You can start with activities that rely on copying, printing, coloring, and pasting, such as designing cardboard lanterns, drawing the five pillars of Islam, designing prayer times, or short Quranic surahs to perform at family gatherings, so that the child learns to respect your own time in practicing religious rites.

  • The difference in food schedules in the month of Ramadan adds a burden to you, because your child will not eat the same food that you will eat after fasting an entire day, but this does not mean that you will cook all day.The solution is to prepare a list of all the foods that your child can eat during the month of Ramadan, snacks, and easy recipes that do not need to be prepared, such as relying on low-calorie nuts, yogurt, and fruit as a snack before his nap, and feeding him part of the healthy dish, which you prepared at his nap time, and which is included in your breakfast, So you don't have to feed him at your iftar. Similarly, when feeding, you will gradually advance your feeding dates to suit Iftar and Suhoor dates.
  • If you train your child to wash dishes throughout the year, and you are afraid to retreat from that step, because breakfast time conflicts with the new routine you wish to establish, it is better to prioritize what is most important, instead of fighting every night about washing dishes, because he wants to pray with his father, or follow a series with you, his tasks can be postponed to the morning, and avoid complaining on the nights of the holy month.

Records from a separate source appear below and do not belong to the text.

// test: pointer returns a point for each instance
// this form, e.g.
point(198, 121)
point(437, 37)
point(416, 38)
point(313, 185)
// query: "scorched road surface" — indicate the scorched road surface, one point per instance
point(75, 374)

Children can help you with some daily household tasks (Getty Images)

  • Make sure to postpone most of your child's physical and mental activities for the morning to ensure that he sleeps during the day, and avoid any activities that stimulate his mind after nine o'clock, while collecting electronic devices from his room, collecting pre-Ramadan toys, and calming the atmosphere at home, so that everyone is ready for bed, which is what you also need before Suhoor.
  • You can help your child to accept changes in his day, and if he resists the new routine, give him the opportunity to choose, and set rules for a new routine, children love to participate in the decision-making process, and it is difficult for them to refuse to follow the rules they have chosen. For younger children, you can pair the table with pictures to help them understand how the day is going, and that doesn't replace their need for support and reminders in a nice way, and thanking them for the effort and not the end result.